Crying also proves to release our happy hormones called oxytocin and endorphins. These feel-good chemicals provide us with emotional and physical comfort along with ease. This self-soothing method triggers the parasympathetic nervous system which again, restores homeostasis, and allows our body to rest and digest, improving the functionality of all of our internal organ systems.
It also boosts our mood. When you cry, you start breathing more fully as the body searches for a way to calm itself. This allows more oxygen to flow through your body that regulates and decreases the brain temperature and allows for healthy circulation of the oxytocin and endorphins your body is providing. Sometimes you’ll find that you are sweating during a harsh emotional cry, this is a result of an increase in heart rate therefore, your body naturally is ridding itself of the stress hormones through the skin and eyes simultaneously.
So, when you suppress emotion or tears, you are suppressing your body’s natural processes; it produces the same negative results as if you never allowed yourself to pee when you felt the urge to go to the bathroom.
"A good cry is a cathartic release and often results in feeling lighter and having greater clarity when it's done," - Dr. Houseman
Why do men have such a difficult time crying? Is it purely biological or societal?
I believe it is a little bit of both. Researchers found out that women cry up to 3.5 times each month while men about 1.9 times. They claim this is due to men’s higher levels of testosterone and smaller tear glands.
However, could this biological development just be a consequence of another emotion, shame? Men are so often criticized and shamed for crying and really any expression of emotion. I believe it is possible that there is a correlation between the increase of violence and anger amongst men as they persist in living with a potentially greater amount of stress hormones than women. Although there is yet to be enough research to back up this claim.
I also believe there is something to be said about the increase of women’s emotional susceptibility once a month. I think the experience women endure every moon cycle allows us to process potential emotions we are all guilty of suppressing at one time or another. With all of us living such busy lives, stopping to fully experience an emotion can be a moment easy to bypass.

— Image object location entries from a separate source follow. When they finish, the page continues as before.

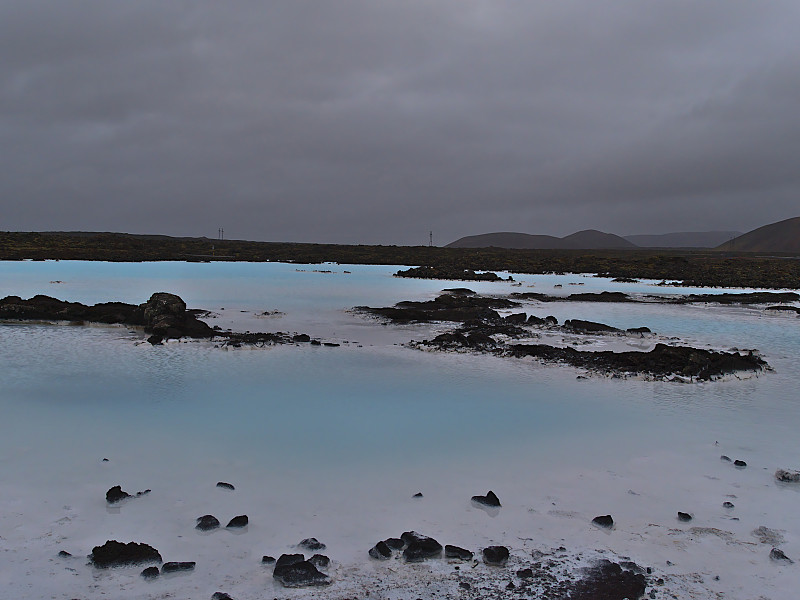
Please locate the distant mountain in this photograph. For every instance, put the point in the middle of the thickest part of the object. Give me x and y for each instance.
(783, 236)
(683, 239)
(582, 240)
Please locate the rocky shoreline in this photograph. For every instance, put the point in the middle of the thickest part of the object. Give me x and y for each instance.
(482, 329)
(164, 316)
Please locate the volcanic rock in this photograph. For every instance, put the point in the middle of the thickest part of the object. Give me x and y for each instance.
(496, 556)
(117, 554)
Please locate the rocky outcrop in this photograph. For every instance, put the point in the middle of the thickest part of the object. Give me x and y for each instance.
(419, 547)
(118, 554)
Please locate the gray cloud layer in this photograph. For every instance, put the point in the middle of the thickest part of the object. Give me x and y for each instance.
(374, 121)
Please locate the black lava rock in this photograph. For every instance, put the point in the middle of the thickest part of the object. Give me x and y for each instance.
(496, 556)
(380, 551)
(117, 554)
(312, 544)
(525, 573)
(115, 494)
(778, 556)
(150, 573)
(604, 521)
(238, 522)
(608, 581)
(490, 499)
(174, 567)
(207, 523)
(419, 547)
(284, 560)
(300, 574)
(456, 552)
(395, 543)
(320, 561)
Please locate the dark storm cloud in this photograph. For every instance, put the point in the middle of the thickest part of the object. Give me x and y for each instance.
(375, 121)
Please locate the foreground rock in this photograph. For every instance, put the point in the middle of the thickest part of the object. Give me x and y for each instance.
(609, 581)
(496, 556)
(787, 476)
(490, 499)
(118, 554)
(292, 570)
(419, 547)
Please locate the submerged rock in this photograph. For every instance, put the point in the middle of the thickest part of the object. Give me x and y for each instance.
(312, 544)
(604, 521)
(174, 567)
(608, 581)
(299, 574)
(118, 554)
(457, 553)
(150, 573)
(238, 522)
(778, 556)
(115, 495)
(787, 475)
(207, 523)
(496, 556)
(419, 547)
(380, 551)
(490, 499)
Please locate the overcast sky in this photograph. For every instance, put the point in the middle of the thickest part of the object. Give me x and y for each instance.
(375, 121)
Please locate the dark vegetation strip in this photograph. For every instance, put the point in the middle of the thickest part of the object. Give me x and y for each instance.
(700, 268)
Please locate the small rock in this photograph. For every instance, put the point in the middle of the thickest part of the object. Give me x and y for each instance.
(787, 475)
(380, 551)
(312, 544)
(320, 561)
(115, 494)
(525, 573)
(419, 547)
(300, 574)
(496, 556)
(490, 499)
(456, 552)
(174, 567)
(604, 521)
(207, 523)
(238, 522)
(150, 573)
(778, 555)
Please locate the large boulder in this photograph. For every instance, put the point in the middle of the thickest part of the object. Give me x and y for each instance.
(118, 554)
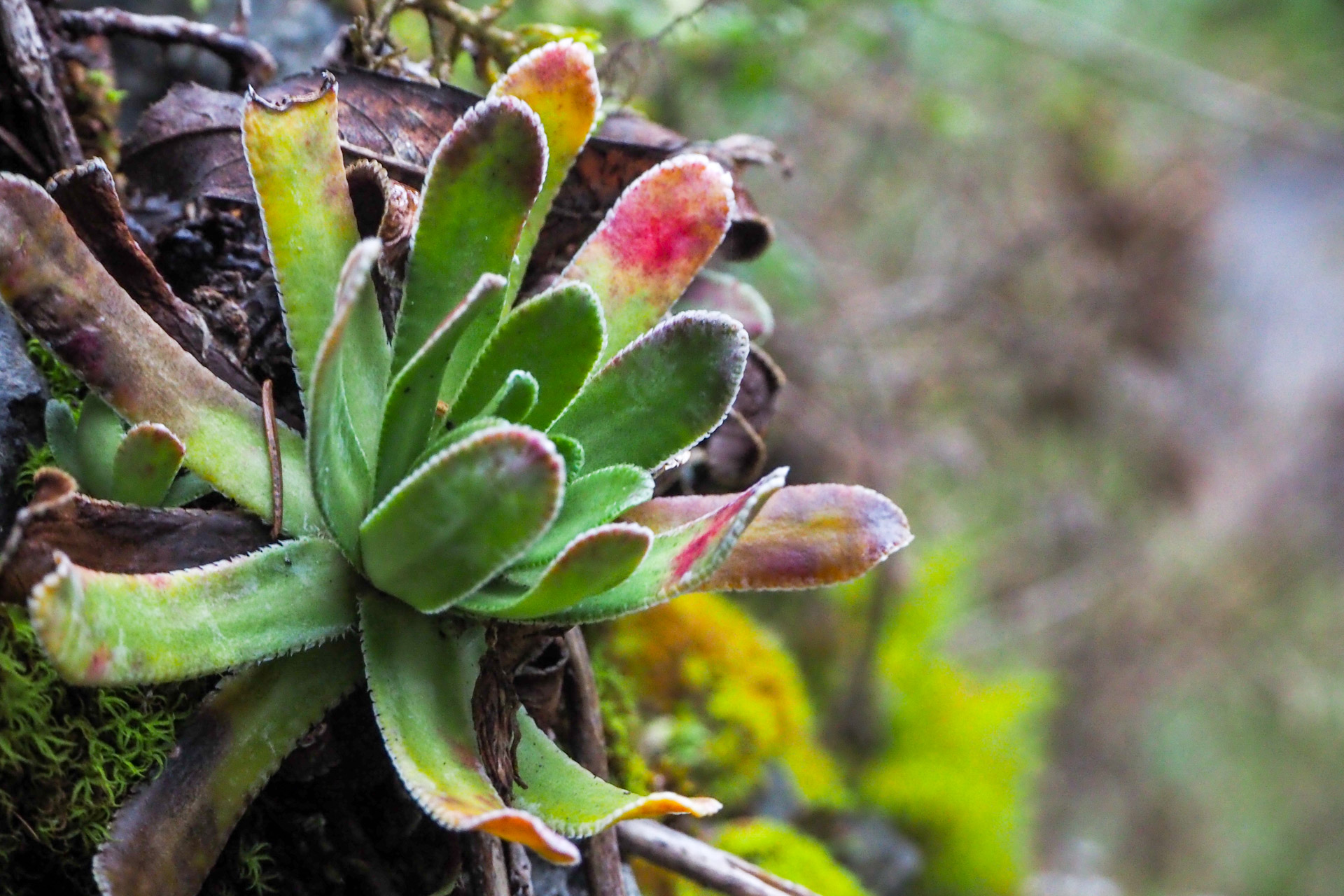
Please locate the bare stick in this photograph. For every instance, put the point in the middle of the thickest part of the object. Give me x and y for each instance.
(31, 65)
(486, 865)
(251, 62)
(1132, 65)
(277, 482)
(603, 855)
(702, 862)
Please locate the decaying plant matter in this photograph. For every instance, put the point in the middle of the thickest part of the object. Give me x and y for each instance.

Just keep it pushing right?
Therefore, with women, I imagine that we cry heavily during this time as a way to purge ourselves of regressed emotions, therefore, freeing ourselves from stress hormone and loops of negative thinking. It is like a purifying ceremony for our body and soul, if you choose to surrender to it appropriately and not fight the natural processes.
Men do not get to experience such a release. In addition, considering emotion and empathy are so closely intertwined to how we connect as a humanity, it may prevent men from being able to create deeper connections. As a society, we should work towards changing this narrative, and as women, continue to encourage the healthy expression of men in whatever way that looks like.
Overall, feel no shame in laughing until you cry, tune into that one song that got you through it all, turn on that movie that gets you going every time; and just sit with yourself, process, and feel.